Le shérif se concentra à nouveau sur l'enquêteur, tiré de ses pensées lointaines par la voix grave. Il s'éclaircit la gorge et eut un petit rire, ni tout à fait nerveux, ni tout à fait naturel.
« Elle ne faisait pas à sa place », de nouveau il passa une main dans son cou et replongea dans ses souvenirs, « elle ne faisait pas réelle ». La dernière phrase fut prononcée dans un souffle, à peine audible. Ledoux crut ne pas avoir compris.
« Comment ça, pas réel ». L'air perdu du shérif perdura un moment et Ledoux aurait juré l'avoir entendu fredonner avant de chanter tout bas, rêveur, « c'était la fille du beau Neptune, c'est elle la fée des bois de lune... ». Puis, il se ressaisit et regarda l'écran figé.
« Elle n'était pas d'ici, voilà tout ».
Nouveau hochement de tête de la part du détective. Le shérif se leva.
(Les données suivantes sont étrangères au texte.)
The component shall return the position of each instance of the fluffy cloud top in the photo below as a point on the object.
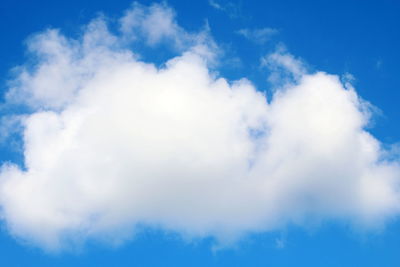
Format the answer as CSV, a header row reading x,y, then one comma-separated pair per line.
x,y
113,143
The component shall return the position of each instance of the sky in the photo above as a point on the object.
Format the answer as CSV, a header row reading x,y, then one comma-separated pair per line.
x,y
204,133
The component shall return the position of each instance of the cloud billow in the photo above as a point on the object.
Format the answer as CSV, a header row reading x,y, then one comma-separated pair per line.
x,y
113,142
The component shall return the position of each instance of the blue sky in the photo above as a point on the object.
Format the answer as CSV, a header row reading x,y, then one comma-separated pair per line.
x,y
288,40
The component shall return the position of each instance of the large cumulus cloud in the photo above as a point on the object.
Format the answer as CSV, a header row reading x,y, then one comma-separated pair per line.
x,y
112,142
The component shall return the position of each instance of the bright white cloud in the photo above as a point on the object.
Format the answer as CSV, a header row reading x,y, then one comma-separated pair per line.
x,y
113,143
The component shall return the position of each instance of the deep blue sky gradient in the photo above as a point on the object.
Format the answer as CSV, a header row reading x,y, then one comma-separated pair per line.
x,y
358,37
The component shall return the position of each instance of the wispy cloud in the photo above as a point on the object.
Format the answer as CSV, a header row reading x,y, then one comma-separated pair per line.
x,y
258,36
231,9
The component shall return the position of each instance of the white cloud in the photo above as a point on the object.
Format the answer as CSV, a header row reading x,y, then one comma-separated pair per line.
x,y
114,143
231,9
258,36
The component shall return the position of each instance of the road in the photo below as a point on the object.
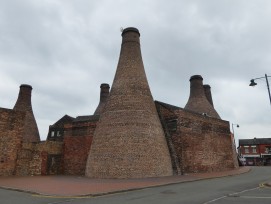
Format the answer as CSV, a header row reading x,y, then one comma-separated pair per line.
x,y
244,188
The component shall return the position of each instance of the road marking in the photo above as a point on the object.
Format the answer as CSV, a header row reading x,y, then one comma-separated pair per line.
x,y
263,185
259,197
61,197
230,195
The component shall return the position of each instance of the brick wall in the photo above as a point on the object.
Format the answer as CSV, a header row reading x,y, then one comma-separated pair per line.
x,y
200,143
11,130
33,158
77,141
206,143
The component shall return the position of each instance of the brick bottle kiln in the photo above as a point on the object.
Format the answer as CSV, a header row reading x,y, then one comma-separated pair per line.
x,y
129,141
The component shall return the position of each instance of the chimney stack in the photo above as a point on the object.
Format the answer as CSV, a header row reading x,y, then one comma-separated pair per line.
x,y
103,97
208,93
23,103
129,141
198,101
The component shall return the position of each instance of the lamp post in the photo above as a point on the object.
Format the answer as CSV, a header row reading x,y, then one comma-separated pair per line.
x,y
233,128
233,132
252,83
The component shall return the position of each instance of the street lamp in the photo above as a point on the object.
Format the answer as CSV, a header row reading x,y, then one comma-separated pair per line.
x,y
253,83
233,128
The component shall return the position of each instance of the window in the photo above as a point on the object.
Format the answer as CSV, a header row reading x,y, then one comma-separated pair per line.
x,y
268,150
254,150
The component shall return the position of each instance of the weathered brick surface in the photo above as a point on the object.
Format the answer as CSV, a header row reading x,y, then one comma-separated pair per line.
x,y
77,141
206,143
201,144
104,93
129,141
23,103
33,158
11,131
198,101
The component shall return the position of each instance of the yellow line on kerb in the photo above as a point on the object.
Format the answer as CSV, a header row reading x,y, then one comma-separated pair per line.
x,y
263,185
72,197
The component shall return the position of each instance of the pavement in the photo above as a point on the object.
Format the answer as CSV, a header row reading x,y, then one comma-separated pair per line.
x,y
72,186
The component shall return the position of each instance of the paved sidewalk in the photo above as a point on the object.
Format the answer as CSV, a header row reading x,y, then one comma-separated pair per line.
x,y
82,186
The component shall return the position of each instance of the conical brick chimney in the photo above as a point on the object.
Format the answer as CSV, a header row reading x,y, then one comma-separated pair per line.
x,y
31,132
103,97
129,141
208,93
198,101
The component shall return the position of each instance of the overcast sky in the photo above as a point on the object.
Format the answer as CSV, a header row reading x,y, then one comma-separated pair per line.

« Je vous laisse regarder ça tranquille. De toute façon, vous n'y trouverez rien, il ne fait que s'agiter, même moi je ne suis pas allé jusqu'au bout ».
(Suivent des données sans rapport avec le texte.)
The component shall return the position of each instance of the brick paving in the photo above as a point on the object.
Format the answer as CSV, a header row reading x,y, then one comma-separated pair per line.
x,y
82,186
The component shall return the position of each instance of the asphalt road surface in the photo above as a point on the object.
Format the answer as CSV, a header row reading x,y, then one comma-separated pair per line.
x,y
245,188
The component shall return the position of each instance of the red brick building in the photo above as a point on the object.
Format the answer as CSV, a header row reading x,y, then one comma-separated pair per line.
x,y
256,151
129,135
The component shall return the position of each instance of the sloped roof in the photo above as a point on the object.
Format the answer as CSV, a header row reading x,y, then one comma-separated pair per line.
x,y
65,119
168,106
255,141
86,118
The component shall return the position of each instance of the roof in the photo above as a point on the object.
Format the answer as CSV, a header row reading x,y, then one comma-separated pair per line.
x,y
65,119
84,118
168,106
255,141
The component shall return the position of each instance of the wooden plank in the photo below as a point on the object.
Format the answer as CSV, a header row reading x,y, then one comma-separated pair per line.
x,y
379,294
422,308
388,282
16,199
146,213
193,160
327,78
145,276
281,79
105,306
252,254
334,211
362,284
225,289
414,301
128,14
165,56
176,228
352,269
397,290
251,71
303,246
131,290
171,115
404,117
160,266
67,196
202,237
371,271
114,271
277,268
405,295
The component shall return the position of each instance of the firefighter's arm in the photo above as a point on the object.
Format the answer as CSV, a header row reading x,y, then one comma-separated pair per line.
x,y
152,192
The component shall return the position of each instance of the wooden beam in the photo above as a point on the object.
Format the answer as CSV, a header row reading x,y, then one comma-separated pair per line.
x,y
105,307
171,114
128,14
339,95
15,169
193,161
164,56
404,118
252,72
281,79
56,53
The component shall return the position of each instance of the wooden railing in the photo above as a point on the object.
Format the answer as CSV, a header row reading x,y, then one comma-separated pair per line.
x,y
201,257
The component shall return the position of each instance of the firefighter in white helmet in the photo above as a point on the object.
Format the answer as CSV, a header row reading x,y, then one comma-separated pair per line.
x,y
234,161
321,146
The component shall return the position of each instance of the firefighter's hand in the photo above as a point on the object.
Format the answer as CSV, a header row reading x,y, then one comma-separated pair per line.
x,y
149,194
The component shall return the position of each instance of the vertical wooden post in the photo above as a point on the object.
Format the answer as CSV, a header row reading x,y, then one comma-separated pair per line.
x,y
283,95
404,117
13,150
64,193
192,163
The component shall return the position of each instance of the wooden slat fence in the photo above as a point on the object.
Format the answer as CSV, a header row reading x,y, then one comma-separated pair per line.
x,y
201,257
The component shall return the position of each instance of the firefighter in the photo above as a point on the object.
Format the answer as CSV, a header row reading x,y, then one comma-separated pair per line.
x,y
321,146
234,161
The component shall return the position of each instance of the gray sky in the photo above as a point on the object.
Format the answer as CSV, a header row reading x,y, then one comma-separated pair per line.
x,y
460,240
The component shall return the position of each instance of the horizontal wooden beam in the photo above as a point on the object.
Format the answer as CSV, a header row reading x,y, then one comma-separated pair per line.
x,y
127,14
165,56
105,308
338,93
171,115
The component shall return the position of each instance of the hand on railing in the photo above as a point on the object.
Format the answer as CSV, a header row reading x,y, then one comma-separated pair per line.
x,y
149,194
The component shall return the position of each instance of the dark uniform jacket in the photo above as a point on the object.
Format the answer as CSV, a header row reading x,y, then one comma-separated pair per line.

Wolfgang, lui, alla jusqu'au bout. Il vit le pauvre colosse à l'air apeuré croiser et décroiser les mains pendant une demi-heure. Il vit les flics l'interroger sur la présence de cette jeune femme que personne n'avait vue jusqu'à présent sur l'île. Le gaillard s'exprimait mal, bafouillait, bégayait et ses grands yeux passaient en revue la salle comme si les murs se renfermaient sur lui. Il avait une voix grave, douce, qui montait et redescendait quand il avait peur. Ledoux eut un air peiné, cela ne dura pas longtemps. Le garçon, laissé seul dans la pièce, se tranquillisa. Plus que cela, il changea d'attitude, son corps se redressa, révélant toute l'ampleur de ce corps maladroit et ses yeux fixèrent un bout de papier laissé par les flics. Il le prit, le déplia et resta devant une éternité, puis il le replia proprement et attendit. Un policier vint le chercher, fin de l'enregistrement.
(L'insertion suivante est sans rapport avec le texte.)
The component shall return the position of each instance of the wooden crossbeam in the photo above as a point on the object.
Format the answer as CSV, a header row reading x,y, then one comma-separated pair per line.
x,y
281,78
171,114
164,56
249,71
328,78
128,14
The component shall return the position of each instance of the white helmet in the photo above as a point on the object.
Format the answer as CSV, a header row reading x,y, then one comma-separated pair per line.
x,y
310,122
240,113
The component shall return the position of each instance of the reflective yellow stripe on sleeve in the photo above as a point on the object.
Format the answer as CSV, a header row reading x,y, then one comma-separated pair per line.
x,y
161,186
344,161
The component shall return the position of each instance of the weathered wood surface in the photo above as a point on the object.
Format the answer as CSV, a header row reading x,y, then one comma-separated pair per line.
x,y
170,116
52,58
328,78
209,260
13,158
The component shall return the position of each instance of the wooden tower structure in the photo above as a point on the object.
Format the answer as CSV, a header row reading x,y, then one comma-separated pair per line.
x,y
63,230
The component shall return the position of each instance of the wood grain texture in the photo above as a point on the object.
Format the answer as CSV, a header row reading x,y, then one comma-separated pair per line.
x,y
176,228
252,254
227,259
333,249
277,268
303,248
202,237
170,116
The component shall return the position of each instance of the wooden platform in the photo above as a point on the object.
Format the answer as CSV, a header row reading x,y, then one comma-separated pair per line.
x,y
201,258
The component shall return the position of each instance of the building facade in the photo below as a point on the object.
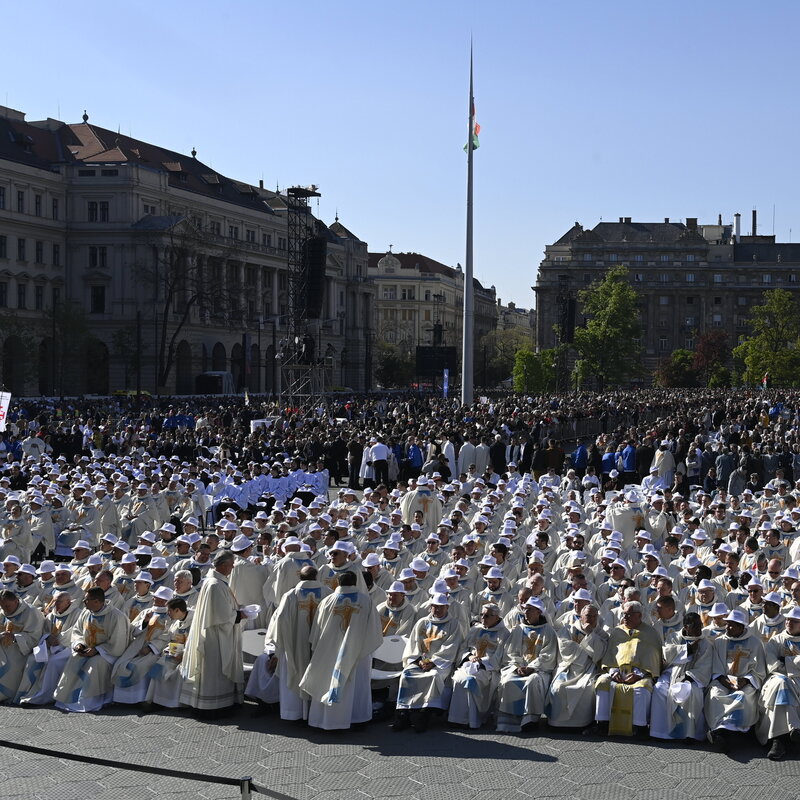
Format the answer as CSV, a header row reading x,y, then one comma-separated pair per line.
x,y
420,302
158,267
691,279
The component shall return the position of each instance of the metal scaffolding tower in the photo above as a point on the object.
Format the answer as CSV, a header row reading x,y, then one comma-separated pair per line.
x,y
302,375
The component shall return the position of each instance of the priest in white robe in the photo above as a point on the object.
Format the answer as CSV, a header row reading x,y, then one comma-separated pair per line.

Le shérif avait raison, il n'y avait rien à voir, rien de véritablement lié à l'enquête, mais un détail n'avait pas échappé au jeune détective. Il se leva d'un bond, se rua vers le bureau du shérif et ses yeux s'illuminèrent tandis qu'il demandait,
« Quel est le papier posé sur la table, celui qu'ont vos collègues lors de l'interrogatoire » ?
Le shérif fronça les sourcils et ouvrit un tiroir duquel il sortit un sac en plastique. Dedans, le mot.
« C'est elle qui l'a écrit, mes agents voulaient savoir si Lucien savait ce que cela voulait dire mais n'ont pas pensé nécessaire de lui poser la question, clairement le garçon ne savait rien ».
Ledoux prit le sac d'une main fébrile et sourit malicieusement. Il se précipita vers la porte, son imperméable se rabattant dans l'air d'un air dramatique et ouvrit le lourd battant par laquelle des flocons s'infiltrèrent dans le commissariat.
« Mais que diable avez-vous inspecteur » ?
Wolfgang fit volte-face une dernière fois avant de quitter le bureau et lança d'un air éclairé, comme si cela fut évident et qu'il eut trouvé la réponse à l'enquête,
« Il savait lire » !
La porte se referma sur lui, le shérif soupira et se remit à lire le journal tout en sirotant sa tasse de café.
On lui proposa un cheval pour monter au manoir d'Ecoute-s'il-pleut. Il refusa. Il marcha et profita de ce temps pour repenser au mot laissé par la femme mystère. Une écriture propre et féminine, bouclée lisait « je nagerai parmi les étoiles ». Le détective ignorait tout de ce message cryptique si ce n'est que le garçon que tout le monde pensait illettré l'avait lu et surtout, compris. Il remonta la rue de l'épée de bois d'un pas rapide mais s'arrêta devant une vieille maison où trois femmes tricotaient. Il s'approcha lentement, comme attiré par une force divine. Le soleil tapait, l'étrange névasse avait cessé.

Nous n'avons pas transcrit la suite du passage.